最初のモーツアルト、まず感じるのは軽快な雰囲気とは程遠い、かといって重厚でもなく、落ち着いた響き。それがピアノが加わると、この曲へのアプローチがよりはっきりとしてきて、いわゆるモーツアルトらしい、球をころがすような音階ではなく、和声の進行に音階が乗っているという感じです。それを象徴するのがペダルの多用で、音が分離せず、ひと塊りの音節として響いてきます。振り返ってみれば、バレンボイムのCDで聞いているのはワグナーばかりで、ピアノはほとんど聞いたことがありません。モーツアルトの特徴である音階よりも、和声を重視するスタイルはベートーヴェンに近いのですが、もちろん音楽そのものが違うので、力強さはあっても重厚さが皆無なのは当然です。アンコールにモーツアルトのソナタを2曲弾いてくれましたが、ピアノコンチェルト同様、いかにも弾き込んだという感じの、ノリのよい演奏でした。
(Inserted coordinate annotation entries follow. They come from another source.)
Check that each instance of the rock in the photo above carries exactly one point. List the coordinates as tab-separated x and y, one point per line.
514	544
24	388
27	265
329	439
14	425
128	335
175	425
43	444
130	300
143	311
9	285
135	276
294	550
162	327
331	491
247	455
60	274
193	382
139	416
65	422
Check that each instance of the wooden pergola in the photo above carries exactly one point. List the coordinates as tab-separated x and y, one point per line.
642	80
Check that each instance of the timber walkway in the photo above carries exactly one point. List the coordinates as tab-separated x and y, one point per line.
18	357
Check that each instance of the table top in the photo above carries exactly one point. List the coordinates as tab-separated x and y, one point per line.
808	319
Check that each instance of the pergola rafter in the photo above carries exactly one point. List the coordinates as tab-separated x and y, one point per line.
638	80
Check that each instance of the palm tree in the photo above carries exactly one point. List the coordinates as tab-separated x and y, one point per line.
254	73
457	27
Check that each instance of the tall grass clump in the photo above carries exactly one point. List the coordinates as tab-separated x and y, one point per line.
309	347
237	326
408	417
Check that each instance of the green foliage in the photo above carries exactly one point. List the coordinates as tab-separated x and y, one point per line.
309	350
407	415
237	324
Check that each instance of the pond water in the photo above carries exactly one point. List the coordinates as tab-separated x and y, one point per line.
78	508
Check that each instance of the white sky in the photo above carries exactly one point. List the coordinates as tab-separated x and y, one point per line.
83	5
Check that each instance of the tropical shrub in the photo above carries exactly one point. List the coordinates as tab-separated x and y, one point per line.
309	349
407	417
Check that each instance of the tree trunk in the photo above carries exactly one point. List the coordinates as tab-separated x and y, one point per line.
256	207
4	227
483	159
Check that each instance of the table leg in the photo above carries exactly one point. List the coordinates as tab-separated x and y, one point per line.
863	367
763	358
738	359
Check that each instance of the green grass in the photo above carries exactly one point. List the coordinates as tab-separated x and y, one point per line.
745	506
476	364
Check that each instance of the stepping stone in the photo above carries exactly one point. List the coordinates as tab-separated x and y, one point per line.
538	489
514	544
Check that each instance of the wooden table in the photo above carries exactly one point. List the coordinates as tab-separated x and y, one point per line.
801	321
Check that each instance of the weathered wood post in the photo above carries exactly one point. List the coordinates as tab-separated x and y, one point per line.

その点、ブルックナーは圧巻。モーツアルトでも印象付けられた響きの厚みがここでは最大限に発揮され、これぞブルックナーの響きという感じです。低重心の響きといえば、同じシュターツカペレでも馴染んでいるのはドレスデンの方。シュターツカペレ・ドレスデンはどのCDでも重厚な響きが感じられて、それに比べて、ベルリンは軽いと思ったのは間違いでした。オケの配置は右側に第2ヴァイオリン、左の第1ヴァイオリンの奥にコントラバスが来るスタイルで、これは一週間前に聞いたN響と同じ。違うのはホルンがよくある、左側の奥ではなく、右側の第2ヴァイオリンの後方に位置していること。このうち、後方の4本はワグナーチューバに持ち替えるのですが、そのホルンの左手にトロンボーン、トランペットと並ぶ、つまり木管楽器の後方にトランペットがくるという、あんまり見かけない配置です。いかにもブルックナーらしく、これらの金管楽器が華々しくその存在を示すのですが、国内オケとの大きな違いは決して浮かないこと。これだけの音圧で弦とのバランスをとるのは至難の業と思いますが、弦がそれだけ力強く、分厚いということでしょうか。
このところ、細かいパーツを積み重ねて全体を構成していくといったアプローチが多かったのですが、このオケは逆で、まず全体構成のイメージがあって、それに向けて音を重ねていくという作業。もっとも、N響の場合のように、年に1度程度の音合わせで作り上げるのとは違い、こちらは手兵のオーケストラで、個々の技量を知り尽くしているからこそ出来ること。アプローチの違いというより、そういう過程はすでに出来ていて、さらに自分たちの目指す音楽を作り上げていうということではないでしょうか。ただ、最初に書いたように、いろいろと考えさせられることはあっても、個人的に好きなブルックナーでこれだけ優れた演奏を聴いても、あまり感動しなかったのは、やはりその時の気持ちのあり方の影響が大きいということでしょうか。(2016年2月)
公演日は違いますが、ブルックナーの金管群の響きに関して、同じことを書いています。実はこの記事、公演日の5日前の月曜の夕刊ですが、自分の印象との比較が楽しみで、これを書くまで読まずにおきました。